Di antara dari kita tentu pernah mendengar atau pernah mengikuti tes Kraepelin. Tes psikologi ini sering digunakan dalam proses rekrutmen pegawai/karyawan di suatu perusahaan. Tes ini pertama kali dikembangkan oleh seorang psikiater Jerman bernama Emil Wilhelm Georg Magnus Kraepelin pada abad ke 19.
Ia yang sering sebut Emil Kraepelin pada awalnya menciptakan alat tes yang digunakan sebagai alat bantu untuk mendiagnosis gangguan otak, misalnya saja alzheimer dan demensia.
Pada tahun 1938, Prof. Dr. Richard Pauli bersama dengan Dr. Wilhelm Arnold dan Prof. Dr. Vanmethod memperbarui tes Kraepelin ini sehingga dapat distandarisasikan dan dipakai untuk mendapatkan data tentang kepribadian. Oleh karena itu, tes psikologi juga disebut Tes Pauli-Kraepelin.
Tes Kraepelin merupakan suatu jenis tes dalam rangkaian psikotes yang di dalamnya disajikan angka-angka yang tersusun atas-bawah atau vertikal. Susunan angka berbentuk kolom-kolom dan dimuat dalam kertas A3. Lalu, dilakukan penjumlahan vertikal dengan menghitung urut dari bagian atas hingga bawah.
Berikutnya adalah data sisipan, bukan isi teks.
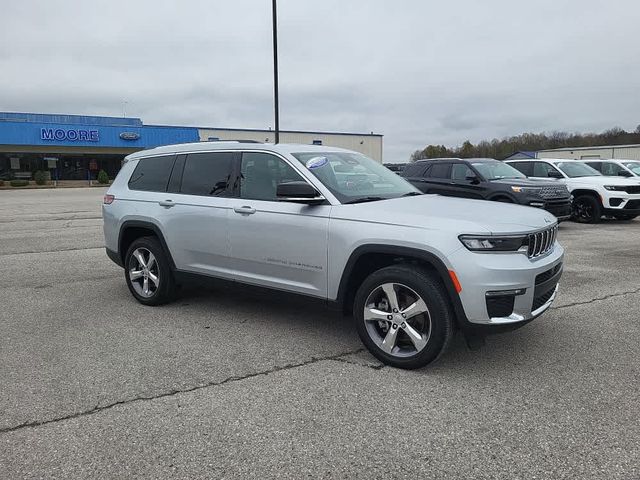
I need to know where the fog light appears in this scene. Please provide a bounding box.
[486,288,527,297]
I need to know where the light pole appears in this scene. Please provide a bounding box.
[271,0,280,143]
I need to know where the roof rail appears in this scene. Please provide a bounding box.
[206,139,264,143]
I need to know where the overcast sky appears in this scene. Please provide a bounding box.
[0,0,640,162]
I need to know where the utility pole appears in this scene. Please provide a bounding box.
[271,0,280,143]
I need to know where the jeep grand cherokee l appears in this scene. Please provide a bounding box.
[102,142,564,368]
[401,158,571,220]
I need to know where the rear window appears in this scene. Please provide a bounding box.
[129,155,176,192]
[180,152,235,197]
[429,163,451,178]
[402,163,428,177]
Tulis hasil penjumlahan di sebelah kanan di antara dua bilangan yang sedang dijumlah. Apabila hasil penjumlahan terdapat bilangan dua digit maka bilangan yang ditulis cukup bilangan satuannya (bilangan belakang).
Tes ini cukup sulit karena angka yang diberikan sangat banyak bahkan seukuran kertas koran sehingga seringkali disebut Tes Koran. Tes ini sangat membutuhkan konsentrasi, ketelitian, stabilitas emosi, dan daya tahan yang prima. Tak hanya sebatas menjumlahkan dan menuliskan di lembar kerja. Tetapi peserta tes juga harus benar-benar teliti mengikuti petunjuk dari pengawas ujian.
Apabila peserta diminta berhenti oleh pengawas maka peserta harus berhenti mengerjakan dan memberi tanda garis bawah pada urutan bilangan yang sedang dijumlah. Tes ini menilai konsistensi dan kebenaran jawaban dalam setiap waktu. Hasil yang diharapkan adalah konsisten dan cenderung naik. Aspek-aspek yang diukur dalam tes Kraepelin adalah aspek keuletan, ketelitian, stabilitas diri, emosi, penyesuaian diri, dan kemauan atau kehendak individu.
Sumber artikel: Tim Bintang Edukasi. 2016. Big Job Test Terlengkap. Jakarta: Bintang Wahyu.